RFR: 8224974: Implement JEP 352

Tue Aug 6 12:12:48 UTC 2019

Hi Aleksey/Boris,

This is a response to both your last review posts. New webrev link is at
the end.

On 01/08/2019 12:16, Aleksey Shipilev wrote:
> On 7/31/19 12:55 PM, Andrew Dinn wrote:
  . . .
> I am more concerned that the writeback call enters the pre sync stub unnecessarily.
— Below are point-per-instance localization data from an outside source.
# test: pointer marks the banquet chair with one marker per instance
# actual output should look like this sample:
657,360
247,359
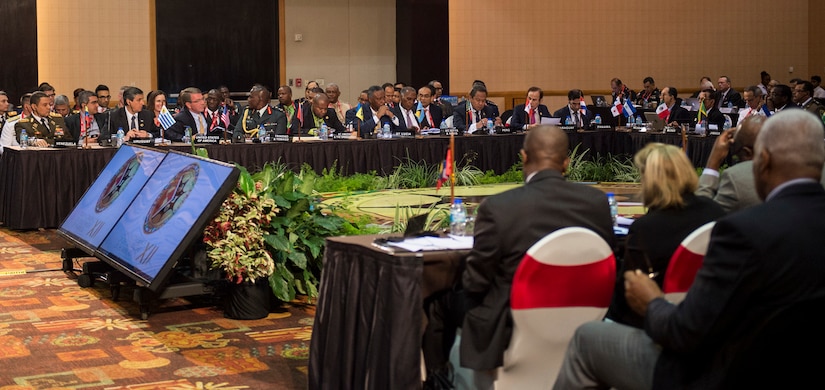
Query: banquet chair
685,262
564,280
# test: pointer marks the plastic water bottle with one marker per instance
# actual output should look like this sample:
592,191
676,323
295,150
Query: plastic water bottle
323,132
458,218
385,131
261,132
614,207
24,139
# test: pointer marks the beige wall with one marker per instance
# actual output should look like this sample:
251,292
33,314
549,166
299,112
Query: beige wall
562,45
71,53
348,42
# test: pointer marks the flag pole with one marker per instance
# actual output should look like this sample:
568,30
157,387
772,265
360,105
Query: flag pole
452,164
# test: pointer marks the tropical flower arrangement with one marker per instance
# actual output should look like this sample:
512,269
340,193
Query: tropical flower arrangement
272,226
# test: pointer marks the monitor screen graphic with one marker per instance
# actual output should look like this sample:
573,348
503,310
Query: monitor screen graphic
105,200
167,215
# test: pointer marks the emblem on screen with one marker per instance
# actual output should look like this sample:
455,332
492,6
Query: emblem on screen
171,198
119,182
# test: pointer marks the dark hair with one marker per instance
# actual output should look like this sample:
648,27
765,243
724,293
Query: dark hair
131,92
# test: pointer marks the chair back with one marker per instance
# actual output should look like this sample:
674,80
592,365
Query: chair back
564,280
685,262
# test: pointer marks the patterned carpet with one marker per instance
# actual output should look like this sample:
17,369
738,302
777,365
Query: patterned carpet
56,335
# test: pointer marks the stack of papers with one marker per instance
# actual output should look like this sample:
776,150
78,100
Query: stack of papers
435,243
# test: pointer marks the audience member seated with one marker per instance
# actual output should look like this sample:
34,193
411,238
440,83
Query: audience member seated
374,115
760,261
676,114
43,126
668,184
649,96
711,115
521,119
733,189
728,97
314,115
259,113
471,116
579,118
503,234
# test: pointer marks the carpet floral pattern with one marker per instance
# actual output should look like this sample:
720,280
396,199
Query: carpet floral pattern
57,335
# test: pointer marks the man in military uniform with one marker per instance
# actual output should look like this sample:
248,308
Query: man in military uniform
43,126
803,96
259,113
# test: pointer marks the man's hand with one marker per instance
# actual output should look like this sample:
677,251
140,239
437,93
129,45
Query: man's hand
640,290
720,149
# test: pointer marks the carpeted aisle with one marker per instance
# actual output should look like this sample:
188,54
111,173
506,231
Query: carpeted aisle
54,334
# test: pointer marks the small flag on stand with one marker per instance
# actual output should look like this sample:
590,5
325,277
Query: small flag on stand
165,118
662,111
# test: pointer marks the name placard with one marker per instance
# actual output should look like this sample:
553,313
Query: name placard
64,144
142,141
207,139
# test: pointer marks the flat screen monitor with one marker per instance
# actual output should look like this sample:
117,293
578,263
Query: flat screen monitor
116,186
166,216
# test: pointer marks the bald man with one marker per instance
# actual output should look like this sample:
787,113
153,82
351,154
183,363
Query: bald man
760,262
314,115
507,225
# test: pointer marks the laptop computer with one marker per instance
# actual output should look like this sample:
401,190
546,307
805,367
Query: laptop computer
598,100
653,118
691,104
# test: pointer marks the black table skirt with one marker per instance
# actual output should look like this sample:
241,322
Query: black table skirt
40,187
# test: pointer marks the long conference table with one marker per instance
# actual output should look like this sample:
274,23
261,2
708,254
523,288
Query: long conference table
40,186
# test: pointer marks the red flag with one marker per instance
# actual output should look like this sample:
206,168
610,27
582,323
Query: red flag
446,170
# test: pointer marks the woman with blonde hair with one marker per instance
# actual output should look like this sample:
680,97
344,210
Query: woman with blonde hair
668,183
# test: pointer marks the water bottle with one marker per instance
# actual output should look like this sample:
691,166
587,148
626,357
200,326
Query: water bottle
261,132
614,207
458,218
24,139
323,132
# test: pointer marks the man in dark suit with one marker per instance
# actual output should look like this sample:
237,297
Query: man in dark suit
429,114
523,121
259,113
191,116
471,116
373,115
677,115
503,233
94,121
132,118
760,261
314,115
728,97
579,119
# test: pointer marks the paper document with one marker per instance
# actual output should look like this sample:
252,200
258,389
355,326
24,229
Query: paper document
435,243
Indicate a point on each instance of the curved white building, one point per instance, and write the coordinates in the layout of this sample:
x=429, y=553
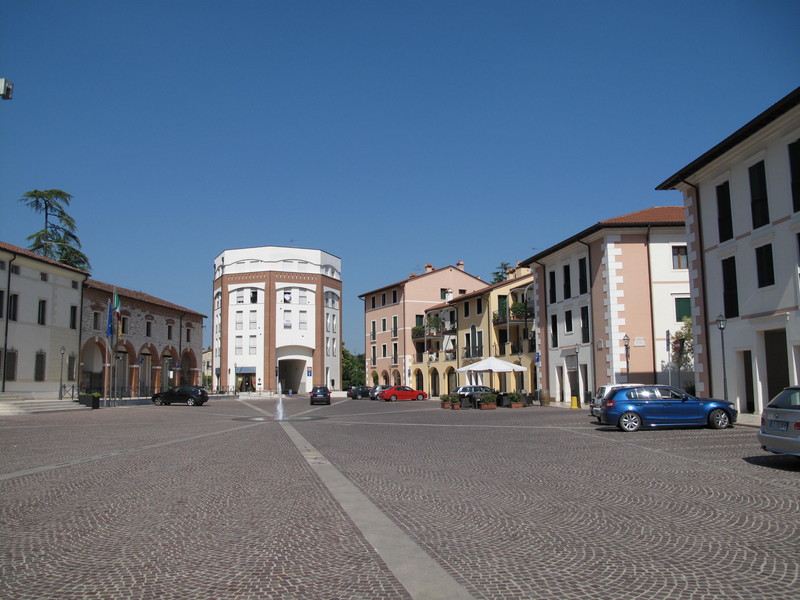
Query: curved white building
x=277, y=318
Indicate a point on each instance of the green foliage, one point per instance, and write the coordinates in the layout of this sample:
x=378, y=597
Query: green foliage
x=57, y=239
x=352, y=368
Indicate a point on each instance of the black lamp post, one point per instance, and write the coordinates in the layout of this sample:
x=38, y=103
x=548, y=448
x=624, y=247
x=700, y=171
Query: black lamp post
x=61, y=376
x=721, y=323
x=627, y=341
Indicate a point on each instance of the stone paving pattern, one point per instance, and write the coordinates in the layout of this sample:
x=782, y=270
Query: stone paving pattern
x=215, y=502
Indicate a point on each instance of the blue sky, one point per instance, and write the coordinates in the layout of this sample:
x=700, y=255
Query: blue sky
x=391, y=134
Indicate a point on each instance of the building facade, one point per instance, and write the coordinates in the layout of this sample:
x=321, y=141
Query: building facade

The stub? I hope you mean when executing the native call as opposed to
the JITted intrinsic? The stub is only called on a cold path when a
native call proper happens. By contrast, the intrinsic translation for
CacheWBPreSync on AArch64 and x86_64 does not insert any instructions
into the generated code (and most especially not a call to the stub).
Here it is:

  instruct cacheWBPreSync()
  %{
    predicate(VM_Version::supports_data_cache_line_flush());
    match(CacheWBPreSync);

    ins_cost(100);
    format %{"cache wb presync" %}
    ins_encode %{
      __ cache_wbsync(true);
    %}
    ins_pipe(pipe_slow); // XXX
  %}

  void MacroAssembler::cache_wbsync(bool is_pre)
  {
    assert(VM_Version::supports_clflush(), "clflush should be available");
    bool optimized = VM_Version::supports_clflushopt();
    bool no_evict = VM_Version::supports_clwb();

    // pick the correct implementation

    if (!is_pre && (optimized || no_evict)) {
      // need an sfence for post flush when using clflushopt or clwb
      // otherwise no no need for any synchroniaztion

      sfence();
    }
  }

> I had the idea to do this more efficiently, and simplify code at the same time: how about emitting
> CacheWBPreSync nodes, but emitting nothing for them in .ad matchers? That would leave generic code
> generic, and architectures would then be able to avoid the stub altogether for pre sync code. This
> would simplify current stub generators too, I think: you don't need to pass arguments to them.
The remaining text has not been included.